The Alagille diagnosis clicked a puzzle piece in place.  We may never have known if she had biliary atresia--her liver is too damaged to tell with a biopsy or during transplant at this point.  But with a positive genetic test result, that mystery has been solved.  We know definitively what has caused the liver failure.  And we also know why we're sitting around in July without the same rate of rapid decline that was happening October - February.  Alagille Syndrome patients have no anticipated rhythm or pattern to their liver failure.  While biliary atresia patients tend to decline steadily and/or rapidly at different times, ALGS patients can plateau, decline steadily, plateau, decline rapidly, etc all at varying times and speeds.  This plateau that Brooklyn seemed to have hit this past spring was just that.  And it explains why she had seemed to be declining so rapidly in the fall--because she was.  She is still in liver failure and still needs a transplant, but her decline has transitioned into a period of stability for an unknown length of time.  (It won't be years, though--her body wouldn't be able to sustain that--it will be more like an unknown period of months.)  At some point, the decline will pick up again...steadily or rapidly, we can only wait and see.

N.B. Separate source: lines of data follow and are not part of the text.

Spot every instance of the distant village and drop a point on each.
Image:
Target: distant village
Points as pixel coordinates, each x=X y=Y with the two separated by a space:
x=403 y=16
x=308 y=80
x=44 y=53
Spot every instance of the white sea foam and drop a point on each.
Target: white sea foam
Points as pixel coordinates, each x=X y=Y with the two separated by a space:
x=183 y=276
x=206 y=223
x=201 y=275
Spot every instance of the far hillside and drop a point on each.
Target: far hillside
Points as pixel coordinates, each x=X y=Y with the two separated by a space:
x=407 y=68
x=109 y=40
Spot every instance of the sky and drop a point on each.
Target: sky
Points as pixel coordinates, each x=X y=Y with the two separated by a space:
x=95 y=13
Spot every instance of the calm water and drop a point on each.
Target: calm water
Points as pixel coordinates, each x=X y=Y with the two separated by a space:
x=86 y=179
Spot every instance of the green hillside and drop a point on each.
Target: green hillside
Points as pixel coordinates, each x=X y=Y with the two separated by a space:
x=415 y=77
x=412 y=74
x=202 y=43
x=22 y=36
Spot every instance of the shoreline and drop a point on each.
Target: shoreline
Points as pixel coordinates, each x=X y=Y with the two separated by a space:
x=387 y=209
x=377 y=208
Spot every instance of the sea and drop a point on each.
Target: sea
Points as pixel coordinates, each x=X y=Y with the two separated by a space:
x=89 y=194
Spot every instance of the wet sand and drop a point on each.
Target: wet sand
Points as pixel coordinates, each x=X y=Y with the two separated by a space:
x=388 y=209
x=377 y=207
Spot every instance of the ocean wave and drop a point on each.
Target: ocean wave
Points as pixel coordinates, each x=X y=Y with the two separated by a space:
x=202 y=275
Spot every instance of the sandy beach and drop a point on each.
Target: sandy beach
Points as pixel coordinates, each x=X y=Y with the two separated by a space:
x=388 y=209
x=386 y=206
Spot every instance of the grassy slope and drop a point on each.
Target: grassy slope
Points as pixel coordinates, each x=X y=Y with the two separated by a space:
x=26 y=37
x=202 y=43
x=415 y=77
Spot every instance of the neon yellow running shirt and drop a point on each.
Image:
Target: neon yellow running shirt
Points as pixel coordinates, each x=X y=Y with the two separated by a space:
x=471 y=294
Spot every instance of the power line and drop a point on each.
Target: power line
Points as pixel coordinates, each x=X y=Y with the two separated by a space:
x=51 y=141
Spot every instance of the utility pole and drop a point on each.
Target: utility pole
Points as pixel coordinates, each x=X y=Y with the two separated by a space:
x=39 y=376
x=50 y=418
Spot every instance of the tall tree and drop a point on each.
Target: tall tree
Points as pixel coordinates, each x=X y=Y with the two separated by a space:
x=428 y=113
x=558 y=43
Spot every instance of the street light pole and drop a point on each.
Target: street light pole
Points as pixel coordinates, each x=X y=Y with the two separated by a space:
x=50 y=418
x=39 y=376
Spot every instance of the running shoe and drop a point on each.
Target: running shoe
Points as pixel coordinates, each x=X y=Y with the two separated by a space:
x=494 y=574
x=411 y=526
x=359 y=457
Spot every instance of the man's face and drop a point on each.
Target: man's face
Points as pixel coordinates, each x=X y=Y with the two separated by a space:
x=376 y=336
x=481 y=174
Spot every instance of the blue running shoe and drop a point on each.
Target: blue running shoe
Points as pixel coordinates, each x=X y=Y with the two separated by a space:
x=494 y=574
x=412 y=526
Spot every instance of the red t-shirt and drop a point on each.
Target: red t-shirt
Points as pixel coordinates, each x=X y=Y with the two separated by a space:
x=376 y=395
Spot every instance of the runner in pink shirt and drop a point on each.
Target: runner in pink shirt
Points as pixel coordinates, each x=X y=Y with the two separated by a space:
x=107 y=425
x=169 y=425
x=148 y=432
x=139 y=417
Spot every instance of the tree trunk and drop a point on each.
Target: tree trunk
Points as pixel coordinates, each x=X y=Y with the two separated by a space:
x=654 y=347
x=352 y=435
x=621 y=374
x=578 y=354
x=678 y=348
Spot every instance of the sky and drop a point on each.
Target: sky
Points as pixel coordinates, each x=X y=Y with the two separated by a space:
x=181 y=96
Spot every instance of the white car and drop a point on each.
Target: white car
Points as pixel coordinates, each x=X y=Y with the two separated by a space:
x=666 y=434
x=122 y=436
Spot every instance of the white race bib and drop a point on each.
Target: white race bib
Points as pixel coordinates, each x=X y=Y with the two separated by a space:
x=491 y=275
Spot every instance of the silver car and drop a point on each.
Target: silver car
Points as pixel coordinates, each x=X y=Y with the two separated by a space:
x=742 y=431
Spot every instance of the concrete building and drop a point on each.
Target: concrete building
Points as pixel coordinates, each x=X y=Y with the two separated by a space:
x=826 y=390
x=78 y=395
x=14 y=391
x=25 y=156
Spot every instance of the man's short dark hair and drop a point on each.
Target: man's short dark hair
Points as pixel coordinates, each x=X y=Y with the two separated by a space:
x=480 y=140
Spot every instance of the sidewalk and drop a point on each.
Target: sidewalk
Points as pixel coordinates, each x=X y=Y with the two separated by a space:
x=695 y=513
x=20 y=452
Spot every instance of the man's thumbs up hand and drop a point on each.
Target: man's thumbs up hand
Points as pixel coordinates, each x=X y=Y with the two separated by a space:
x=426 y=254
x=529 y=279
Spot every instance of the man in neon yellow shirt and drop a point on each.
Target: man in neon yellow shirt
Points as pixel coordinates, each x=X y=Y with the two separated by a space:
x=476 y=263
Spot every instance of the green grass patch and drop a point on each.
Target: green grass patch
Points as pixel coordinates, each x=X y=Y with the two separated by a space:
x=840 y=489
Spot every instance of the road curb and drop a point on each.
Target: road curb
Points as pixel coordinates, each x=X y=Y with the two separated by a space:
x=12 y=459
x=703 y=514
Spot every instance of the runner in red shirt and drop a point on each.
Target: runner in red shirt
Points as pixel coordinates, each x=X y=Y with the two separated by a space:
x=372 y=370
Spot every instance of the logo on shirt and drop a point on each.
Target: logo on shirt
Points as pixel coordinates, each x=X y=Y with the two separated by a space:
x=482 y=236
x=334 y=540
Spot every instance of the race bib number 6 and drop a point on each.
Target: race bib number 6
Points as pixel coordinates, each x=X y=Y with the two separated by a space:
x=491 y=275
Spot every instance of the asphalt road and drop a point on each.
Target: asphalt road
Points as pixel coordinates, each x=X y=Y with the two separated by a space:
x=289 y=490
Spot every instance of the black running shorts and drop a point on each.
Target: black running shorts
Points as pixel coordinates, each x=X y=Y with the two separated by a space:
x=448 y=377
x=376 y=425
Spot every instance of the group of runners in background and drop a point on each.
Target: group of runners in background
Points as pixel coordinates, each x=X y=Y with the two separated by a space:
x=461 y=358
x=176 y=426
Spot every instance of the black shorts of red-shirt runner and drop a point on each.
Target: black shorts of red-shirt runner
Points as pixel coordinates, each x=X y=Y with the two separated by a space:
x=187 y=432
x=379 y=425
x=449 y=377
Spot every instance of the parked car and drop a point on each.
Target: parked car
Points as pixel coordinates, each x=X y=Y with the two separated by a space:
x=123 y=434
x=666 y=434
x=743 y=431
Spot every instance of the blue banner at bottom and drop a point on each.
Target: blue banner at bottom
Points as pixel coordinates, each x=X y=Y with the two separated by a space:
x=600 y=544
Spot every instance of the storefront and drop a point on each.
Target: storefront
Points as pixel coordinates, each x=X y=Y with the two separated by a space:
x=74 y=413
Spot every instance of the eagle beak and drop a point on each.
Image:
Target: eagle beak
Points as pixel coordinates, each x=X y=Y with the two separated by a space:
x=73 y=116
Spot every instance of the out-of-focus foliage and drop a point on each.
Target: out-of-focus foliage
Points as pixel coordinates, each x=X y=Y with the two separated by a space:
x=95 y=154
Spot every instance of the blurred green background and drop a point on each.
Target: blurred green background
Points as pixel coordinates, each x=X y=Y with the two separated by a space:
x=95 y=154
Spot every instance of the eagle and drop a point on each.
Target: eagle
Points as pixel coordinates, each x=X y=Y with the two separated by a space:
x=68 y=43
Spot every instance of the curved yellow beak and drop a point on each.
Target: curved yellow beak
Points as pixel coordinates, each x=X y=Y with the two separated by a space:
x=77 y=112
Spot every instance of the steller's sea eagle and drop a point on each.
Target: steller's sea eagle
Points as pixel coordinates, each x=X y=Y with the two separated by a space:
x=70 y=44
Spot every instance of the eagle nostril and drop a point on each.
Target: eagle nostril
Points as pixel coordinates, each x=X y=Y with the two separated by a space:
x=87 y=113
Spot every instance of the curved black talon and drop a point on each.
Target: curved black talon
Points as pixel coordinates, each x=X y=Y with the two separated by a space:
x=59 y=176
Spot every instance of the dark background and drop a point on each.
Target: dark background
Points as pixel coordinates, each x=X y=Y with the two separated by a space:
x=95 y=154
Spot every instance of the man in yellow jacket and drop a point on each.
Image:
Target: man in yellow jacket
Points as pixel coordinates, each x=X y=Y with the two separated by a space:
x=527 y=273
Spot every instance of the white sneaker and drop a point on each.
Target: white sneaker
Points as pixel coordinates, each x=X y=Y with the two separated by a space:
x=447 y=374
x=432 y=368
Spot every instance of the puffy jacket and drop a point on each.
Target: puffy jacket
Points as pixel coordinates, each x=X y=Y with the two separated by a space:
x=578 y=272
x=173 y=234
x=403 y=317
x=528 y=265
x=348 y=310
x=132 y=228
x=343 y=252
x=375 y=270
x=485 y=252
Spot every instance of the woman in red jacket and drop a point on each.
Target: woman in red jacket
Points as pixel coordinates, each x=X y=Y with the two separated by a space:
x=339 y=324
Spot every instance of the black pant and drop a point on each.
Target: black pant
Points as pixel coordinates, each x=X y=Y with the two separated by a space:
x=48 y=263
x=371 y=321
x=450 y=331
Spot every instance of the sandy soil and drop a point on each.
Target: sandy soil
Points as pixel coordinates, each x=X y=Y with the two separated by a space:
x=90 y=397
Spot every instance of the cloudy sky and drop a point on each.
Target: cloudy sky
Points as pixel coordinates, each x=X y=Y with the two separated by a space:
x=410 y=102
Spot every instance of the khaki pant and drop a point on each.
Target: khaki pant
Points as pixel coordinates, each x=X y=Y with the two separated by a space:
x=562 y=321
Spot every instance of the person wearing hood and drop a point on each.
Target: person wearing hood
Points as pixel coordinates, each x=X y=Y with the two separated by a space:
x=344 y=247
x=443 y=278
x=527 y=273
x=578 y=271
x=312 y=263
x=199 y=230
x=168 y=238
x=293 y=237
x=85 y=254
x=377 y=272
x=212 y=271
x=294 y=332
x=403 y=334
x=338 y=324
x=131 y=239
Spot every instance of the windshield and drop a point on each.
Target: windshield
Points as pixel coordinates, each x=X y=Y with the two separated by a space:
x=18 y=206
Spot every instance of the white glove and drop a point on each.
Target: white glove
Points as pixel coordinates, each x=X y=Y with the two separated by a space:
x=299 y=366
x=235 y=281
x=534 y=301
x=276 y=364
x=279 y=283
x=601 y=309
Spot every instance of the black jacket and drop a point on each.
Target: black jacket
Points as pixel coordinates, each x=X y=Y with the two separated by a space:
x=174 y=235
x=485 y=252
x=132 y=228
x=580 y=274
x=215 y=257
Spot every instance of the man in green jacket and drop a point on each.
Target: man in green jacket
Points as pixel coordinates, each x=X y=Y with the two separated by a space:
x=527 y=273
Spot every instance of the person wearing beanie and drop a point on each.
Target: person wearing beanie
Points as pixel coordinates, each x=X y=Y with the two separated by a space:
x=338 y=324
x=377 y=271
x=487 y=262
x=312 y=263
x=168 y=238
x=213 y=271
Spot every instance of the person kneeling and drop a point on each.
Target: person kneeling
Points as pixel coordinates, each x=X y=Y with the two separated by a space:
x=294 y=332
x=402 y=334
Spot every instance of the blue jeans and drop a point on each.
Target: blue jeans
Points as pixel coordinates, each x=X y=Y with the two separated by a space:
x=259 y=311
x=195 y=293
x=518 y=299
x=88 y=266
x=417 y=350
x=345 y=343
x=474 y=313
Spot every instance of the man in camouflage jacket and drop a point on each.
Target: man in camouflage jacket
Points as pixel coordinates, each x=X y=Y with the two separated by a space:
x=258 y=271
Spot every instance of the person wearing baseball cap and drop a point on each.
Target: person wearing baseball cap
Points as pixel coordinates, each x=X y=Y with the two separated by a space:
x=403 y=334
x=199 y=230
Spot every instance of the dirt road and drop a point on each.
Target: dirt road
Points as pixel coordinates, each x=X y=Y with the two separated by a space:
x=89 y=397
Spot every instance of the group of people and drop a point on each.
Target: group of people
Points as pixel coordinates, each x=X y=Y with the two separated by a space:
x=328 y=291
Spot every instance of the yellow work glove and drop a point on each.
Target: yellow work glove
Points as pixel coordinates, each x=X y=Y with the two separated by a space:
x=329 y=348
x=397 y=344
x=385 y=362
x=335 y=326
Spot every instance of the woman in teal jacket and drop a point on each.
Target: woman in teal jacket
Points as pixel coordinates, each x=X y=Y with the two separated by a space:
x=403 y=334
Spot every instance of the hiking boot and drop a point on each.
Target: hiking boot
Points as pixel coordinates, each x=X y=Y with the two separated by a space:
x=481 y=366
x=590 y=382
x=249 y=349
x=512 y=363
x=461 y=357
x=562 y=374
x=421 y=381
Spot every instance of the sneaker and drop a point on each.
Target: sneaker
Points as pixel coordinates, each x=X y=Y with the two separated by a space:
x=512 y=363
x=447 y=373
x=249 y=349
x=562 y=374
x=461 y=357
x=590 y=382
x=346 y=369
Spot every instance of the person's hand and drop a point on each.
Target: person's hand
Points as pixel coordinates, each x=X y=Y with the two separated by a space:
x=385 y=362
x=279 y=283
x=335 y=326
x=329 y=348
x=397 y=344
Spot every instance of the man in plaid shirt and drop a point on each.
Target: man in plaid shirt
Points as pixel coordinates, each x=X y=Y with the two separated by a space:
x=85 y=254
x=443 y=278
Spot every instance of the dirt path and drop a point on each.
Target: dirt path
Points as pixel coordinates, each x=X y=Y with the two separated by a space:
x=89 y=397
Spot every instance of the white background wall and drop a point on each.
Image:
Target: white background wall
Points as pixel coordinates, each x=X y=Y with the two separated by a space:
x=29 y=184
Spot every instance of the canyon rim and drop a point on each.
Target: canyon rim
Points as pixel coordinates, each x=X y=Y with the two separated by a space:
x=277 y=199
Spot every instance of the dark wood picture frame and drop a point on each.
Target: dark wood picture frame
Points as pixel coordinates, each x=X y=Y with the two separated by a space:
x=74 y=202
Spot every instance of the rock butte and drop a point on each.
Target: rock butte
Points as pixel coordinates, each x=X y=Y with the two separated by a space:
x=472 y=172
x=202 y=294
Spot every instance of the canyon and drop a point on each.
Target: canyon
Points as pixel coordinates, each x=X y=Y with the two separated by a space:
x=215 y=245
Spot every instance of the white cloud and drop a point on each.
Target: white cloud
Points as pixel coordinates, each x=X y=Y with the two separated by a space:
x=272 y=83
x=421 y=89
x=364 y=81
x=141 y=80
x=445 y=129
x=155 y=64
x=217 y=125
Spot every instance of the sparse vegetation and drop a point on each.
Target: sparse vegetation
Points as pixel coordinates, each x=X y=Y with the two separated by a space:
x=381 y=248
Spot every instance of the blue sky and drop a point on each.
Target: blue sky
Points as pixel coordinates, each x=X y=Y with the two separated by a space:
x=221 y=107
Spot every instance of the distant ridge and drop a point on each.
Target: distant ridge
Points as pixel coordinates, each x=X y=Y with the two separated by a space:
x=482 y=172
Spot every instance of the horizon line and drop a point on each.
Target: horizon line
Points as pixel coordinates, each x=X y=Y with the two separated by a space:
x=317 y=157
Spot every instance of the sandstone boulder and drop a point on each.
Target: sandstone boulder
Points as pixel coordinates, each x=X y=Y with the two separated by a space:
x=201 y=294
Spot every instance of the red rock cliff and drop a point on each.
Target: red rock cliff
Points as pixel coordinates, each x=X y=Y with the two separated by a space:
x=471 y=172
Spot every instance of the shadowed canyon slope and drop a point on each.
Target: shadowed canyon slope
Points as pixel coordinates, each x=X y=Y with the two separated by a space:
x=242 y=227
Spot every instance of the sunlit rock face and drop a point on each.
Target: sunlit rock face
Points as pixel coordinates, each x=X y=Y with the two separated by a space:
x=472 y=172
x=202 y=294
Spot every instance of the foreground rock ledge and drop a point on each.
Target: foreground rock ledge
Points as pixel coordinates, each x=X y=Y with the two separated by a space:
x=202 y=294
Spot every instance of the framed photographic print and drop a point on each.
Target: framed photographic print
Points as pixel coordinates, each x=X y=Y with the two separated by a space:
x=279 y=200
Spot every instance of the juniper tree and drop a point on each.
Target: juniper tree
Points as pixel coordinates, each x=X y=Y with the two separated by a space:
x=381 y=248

So, that's the latest.  And we're about to have more of the latest after our next GI clinic next Tuesday.

Please pray for our family as we continue to deal with change and transition in many areas.

Pray for our trip to Chicago, that we can experience sweet time together as a family--we are really thirsting for some happy memories to be made with all four of us together.

Pray for Rhet's first day of Kindergarten!  I want her to feel brave and joyful and confident.  Actually, I want to feel that way too.  ;)

Pray for Brooklyn's liver...and for her new liver, however and whenever we will receive it.  It is a terrible thing to be waiting on that life-saving gift.  Honestly, I have trouble wrapping my mind around it and have to push that part away from my thoughts most days.

Pray for God to prepare our hearts and schedules and finances and physical endurance/health for liver transplant time, whenever it will be.

And thank you, friends.  We couldn't do this life without you.  We have chosen to follow the Lord in faith, and you have lifted us up and encouraged us every step of the way, even as we've felt tired and discouraged.  God is for us!  He is with us!  And He is using you to remind us...


Wendy said...

Thank you so much for this update. We care about all of you and are praying!!